Cost-saving effort may backfire in Meadville City Building roof fix

MEADVILLE — Skimping on construction costs can end up costing a lot more in the long run — just ask Meadville City Council. A decision it made two years ago may end up in $50,000 of repairs to the City Building.

“Sometimes when you cut costs it can come back to haunt you,” Councilman LeRoy Stearns said.

At Wednesday’s meeting, council was informed that the City Building’s rubber membrane pulled away from the brick parapets in January or February, allowing water to leak down the walls into Magisterial District Judge William Chisholm’s office.

Engineering consultant Ashley Porter said it was initially thought the roof was leaking. McCreery Roofing, which performed the roofing renovations for the City Building less than two years ago, discovered the rubber membrane had pulled away on both the north and south walls.

Unfortunately for council, this didn’t fall under the warranty, Porter told council.

Back in 2012 when council renovated the building, replacing the rubber membrane was a $40,000 option. Council, however, opted to stick with the previous rubber membrane to save money.

Now, the job could cost approximately $50,000 to repair both walls and replace the rubber membrane.
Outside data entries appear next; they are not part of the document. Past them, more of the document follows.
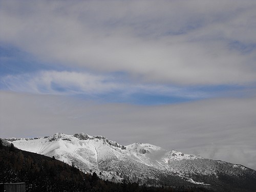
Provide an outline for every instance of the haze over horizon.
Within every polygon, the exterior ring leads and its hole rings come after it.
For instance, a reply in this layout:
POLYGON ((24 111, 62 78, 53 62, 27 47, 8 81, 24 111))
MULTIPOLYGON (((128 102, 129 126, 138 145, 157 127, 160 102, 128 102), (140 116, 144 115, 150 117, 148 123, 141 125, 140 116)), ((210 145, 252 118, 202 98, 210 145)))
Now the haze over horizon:
POLYGON ((0 137, 102 135, 256 169, 256 2, 0 0, 0 137))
Though only the north end of the City Building has leaked, council was concerned over the whole job.

“This is our asset; we need to take care of it,” Councilman Bob Langley said.

Porter offered a few of options, such as capping the membrane for $2,000 to $3,000, a complete overhaul for about $50,000 or splitting the two walls into two jobs. If the rubber membrane is redone, it will give the roof a 25-year life expectancy.
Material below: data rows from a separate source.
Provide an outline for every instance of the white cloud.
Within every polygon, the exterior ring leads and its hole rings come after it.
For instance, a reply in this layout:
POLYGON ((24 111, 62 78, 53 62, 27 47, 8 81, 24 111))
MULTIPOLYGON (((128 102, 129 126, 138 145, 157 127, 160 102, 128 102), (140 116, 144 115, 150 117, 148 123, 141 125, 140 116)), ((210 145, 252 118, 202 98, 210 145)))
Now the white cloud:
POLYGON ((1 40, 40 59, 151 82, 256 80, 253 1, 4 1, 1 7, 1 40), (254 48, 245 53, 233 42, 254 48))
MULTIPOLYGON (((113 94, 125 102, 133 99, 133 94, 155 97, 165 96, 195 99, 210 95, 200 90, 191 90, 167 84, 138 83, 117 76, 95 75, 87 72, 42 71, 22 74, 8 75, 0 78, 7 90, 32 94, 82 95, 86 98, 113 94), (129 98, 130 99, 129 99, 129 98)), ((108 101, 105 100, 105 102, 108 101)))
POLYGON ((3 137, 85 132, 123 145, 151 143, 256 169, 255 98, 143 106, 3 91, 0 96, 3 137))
Porter explained if council fixes just the north wall now, it may fall under $19,100. At this amount council wouldn’t be required to seek bids and prevailing labor doesn’t come into play.

Interim City Manager Andy Walker recommended council chose the $50,000 option. Mayor Christopher Soff directed Walker to research finance options and bring them to council’s Aug. 6 meeting for council to decide.

“We need to do something with this roof,” Soff said. “We can’t keep ignoring it.”